Is China about to join the Axis of Weasels? A telephone conversation on
Tuesday night between French President Jacques Chirac and Chinese
President Jiang Zemin has set off a flurry of speculation that Beijing is
siding with a European push to delay the looming American-led attack on
Iraq.

After the talk, the Chinese official news agency Xinhua lost no time in
putting out a bulletin that Mr Jiang had expressed support for the French,
German and Russian declaration seeking reinforced United Nations
weapons inspections in Iraq, and to postpone a decision on military
intervention. "We should try all means to avoid war," Mr Jiang was quoted
as saying.

If China is drifting to support the French position, after long signalling it
would abstain from opposing the United States over a military strike, then
the UN Security Council debate starting tomorrow could produce three
vetoes from among the five permanent members.

With this prospect, the US may then opt to attack Iraq without seeking a
second Security Council resolution giving explicit authorisation, and simply
claim a mandate flowing from the earlier one combined with Iraqi President
Saddam Hussein's inadequate response.

But the political embarrassment for America's "coalition of the willing" will
be deeper, particularly for Britain's Tony Blair and Australia's John Howard
who both face strong public opposition to intervention without a UN
mandate.

But who called whom on Tuesday night? The Xinhua report said Mr Chirac
called Mr Zemin. But China
analysts say that Beijing always reports that such phone calls originate
with the foreign party, partly to emphasise China's importance and partly
to downplay Chinese initiatives in case they go wrong.

Up to now, it has been considered likely that China will go along passively
with an American intervention, as it did in 1990 when it abstained from the
Security Council vote authorising the first Gulf War. Mr Jiang, who steps
down as president next month, has invested his prestige in an even
relationship with Washington, and made little demurral in his summit meet
with US President George Bush last October.

Energy-importer China has a big stake in Iraqi oil, also, having signed long-
term contracts with Baghdad that give it virtual ownership of huge
undeveloped oil fields in the country.

It would be worried that an irked US, running the post-Saddam occupation
of Iraq, might nullify contracts signed by the ousted regime.

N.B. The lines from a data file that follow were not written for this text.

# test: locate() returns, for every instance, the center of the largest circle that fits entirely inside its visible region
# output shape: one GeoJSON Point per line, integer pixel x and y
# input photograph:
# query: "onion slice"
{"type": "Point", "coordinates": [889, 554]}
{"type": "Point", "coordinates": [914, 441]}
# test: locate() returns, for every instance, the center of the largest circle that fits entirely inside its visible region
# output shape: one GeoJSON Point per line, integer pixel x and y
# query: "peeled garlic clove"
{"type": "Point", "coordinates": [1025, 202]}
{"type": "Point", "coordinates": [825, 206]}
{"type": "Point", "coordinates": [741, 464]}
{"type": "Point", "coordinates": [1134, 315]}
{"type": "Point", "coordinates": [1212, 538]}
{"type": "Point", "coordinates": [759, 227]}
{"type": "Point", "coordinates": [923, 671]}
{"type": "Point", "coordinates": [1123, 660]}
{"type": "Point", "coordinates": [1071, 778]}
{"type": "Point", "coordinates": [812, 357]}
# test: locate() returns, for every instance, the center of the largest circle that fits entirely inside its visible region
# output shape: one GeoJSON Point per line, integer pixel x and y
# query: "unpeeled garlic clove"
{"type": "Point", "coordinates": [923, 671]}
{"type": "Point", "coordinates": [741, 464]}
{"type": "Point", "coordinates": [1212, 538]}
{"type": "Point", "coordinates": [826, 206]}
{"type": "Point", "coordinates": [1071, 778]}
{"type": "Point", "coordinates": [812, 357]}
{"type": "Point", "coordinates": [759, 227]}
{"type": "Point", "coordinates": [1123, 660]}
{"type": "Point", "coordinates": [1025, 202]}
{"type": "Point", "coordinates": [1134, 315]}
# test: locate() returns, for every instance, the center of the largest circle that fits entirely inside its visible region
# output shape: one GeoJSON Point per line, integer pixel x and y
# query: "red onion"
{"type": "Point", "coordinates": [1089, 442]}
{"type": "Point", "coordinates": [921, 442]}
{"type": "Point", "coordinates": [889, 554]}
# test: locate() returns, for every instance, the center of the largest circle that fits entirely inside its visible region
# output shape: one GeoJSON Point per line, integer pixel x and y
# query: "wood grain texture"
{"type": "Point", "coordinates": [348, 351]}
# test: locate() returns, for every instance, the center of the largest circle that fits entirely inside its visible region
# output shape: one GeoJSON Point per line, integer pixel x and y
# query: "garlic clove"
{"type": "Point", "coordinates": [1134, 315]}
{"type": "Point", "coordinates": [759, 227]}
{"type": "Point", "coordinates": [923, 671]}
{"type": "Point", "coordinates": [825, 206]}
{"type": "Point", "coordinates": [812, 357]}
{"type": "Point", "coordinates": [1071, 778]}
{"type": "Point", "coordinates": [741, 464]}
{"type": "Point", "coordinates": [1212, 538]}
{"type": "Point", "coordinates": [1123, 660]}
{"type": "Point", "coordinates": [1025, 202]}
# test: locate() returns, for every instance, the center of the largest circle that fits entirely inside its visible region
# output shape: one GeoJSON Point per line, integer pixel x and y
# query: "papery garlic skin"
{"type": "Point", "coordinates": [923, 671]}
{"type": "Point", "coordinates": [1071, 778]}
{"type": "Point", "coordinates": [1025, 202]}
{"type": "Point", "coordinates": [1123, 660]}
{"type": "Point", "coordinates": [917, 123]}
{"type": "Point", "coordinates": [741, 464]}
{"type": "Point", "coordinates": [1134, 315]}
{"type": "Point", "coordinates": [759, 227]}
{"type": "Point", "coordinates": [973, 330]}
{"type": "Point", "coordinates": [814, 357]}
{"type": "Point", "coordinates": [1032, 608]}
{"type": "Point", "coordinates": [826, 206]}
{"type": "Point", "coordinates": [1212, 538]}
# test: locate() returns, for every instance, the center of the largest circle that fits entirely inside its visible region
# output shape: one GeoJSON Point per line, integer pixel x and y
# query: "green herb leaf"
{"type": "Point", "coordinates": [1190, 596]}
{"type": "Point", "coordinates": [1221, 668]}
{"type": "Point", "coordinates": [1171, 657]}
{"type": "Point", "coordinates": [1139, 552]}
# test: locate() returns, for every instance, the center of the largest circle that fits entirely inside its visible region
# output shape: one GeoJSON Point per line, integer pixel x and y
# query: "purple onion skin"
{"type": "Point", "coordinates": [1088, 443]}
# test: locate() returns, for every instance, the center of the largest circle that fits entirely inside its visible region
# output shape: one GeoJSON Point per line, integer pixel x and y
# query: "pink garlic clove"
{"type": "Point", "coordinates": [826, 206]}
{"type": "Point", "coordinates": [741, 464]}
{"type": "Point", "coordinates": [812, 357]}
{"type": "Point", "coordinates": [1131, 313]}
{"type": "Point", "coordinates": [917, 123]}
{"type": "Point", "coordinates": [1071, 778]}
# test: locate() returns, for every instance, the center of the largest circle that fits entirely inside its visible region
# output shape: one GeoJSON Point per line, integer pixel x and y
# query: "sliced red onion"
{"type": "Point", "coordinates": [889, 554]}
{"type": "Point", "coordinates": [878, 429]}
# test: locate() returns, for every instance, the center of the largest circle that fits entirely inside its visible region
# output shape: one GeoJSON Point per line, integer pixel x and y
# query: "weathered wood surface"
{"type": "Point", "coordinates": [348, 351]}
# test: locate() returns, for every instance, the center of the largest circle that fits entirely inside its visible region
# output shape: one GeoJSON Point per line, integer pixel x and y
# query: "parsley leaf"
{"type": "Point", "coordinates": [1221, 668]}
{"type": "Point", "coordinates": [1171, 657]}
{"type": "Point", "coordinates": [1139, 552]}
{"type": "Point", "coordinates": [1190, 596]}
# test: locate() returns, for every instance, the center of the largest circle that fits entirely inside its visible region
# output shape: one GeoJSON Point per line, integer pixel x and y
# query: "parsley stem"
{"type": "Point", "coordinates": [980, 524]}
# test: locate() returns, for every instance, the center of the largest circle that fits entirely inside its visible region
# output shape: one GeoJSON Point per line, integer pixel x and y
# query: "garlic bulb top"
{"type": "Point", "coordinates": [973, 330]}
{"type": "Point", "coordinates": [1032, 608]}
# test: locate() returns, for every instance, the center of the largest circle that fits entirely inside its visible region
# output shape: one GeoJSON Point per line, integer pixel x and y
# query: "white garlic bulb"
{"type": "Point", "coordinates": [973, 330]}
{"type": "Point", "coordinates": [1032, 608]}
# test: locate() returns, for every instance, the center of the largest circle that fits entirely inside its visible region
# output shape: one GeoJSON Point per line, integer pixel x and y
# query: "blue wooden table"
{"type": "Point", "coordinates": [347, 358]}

But the wider Chinese leadership is uneasy at the spectacle of American
unilateralism and
deliberate regime-change, which Washington would be encouraged to
apply elsewhere - among China's peripheral friends like North Korea and
maybe Burma - if successful in Baghdad. The emergence of the French-
German-Russian opposition may be giving it a chance to "hide in the
crowd" putting a brake on the Americans.

The task of deciphering Chinese policy is made even more difficult by the
apparent contradictory approach with North Korea. With Iraq, Beijing
seeks a solution within the United Nations. With North Korea, it is urging
Washington to settle the nuclear weapons issue through direct bilateral
talks with Pyongyang rather that through a multilateral approach as the
Americans favour or by referring the issue to the security council.

This story was found at:
http://www.smh.com.au/articles/2003/02/12/1044927663992.html
Forwarded for your information.  The text and intent of the article
have to stand on their own merits.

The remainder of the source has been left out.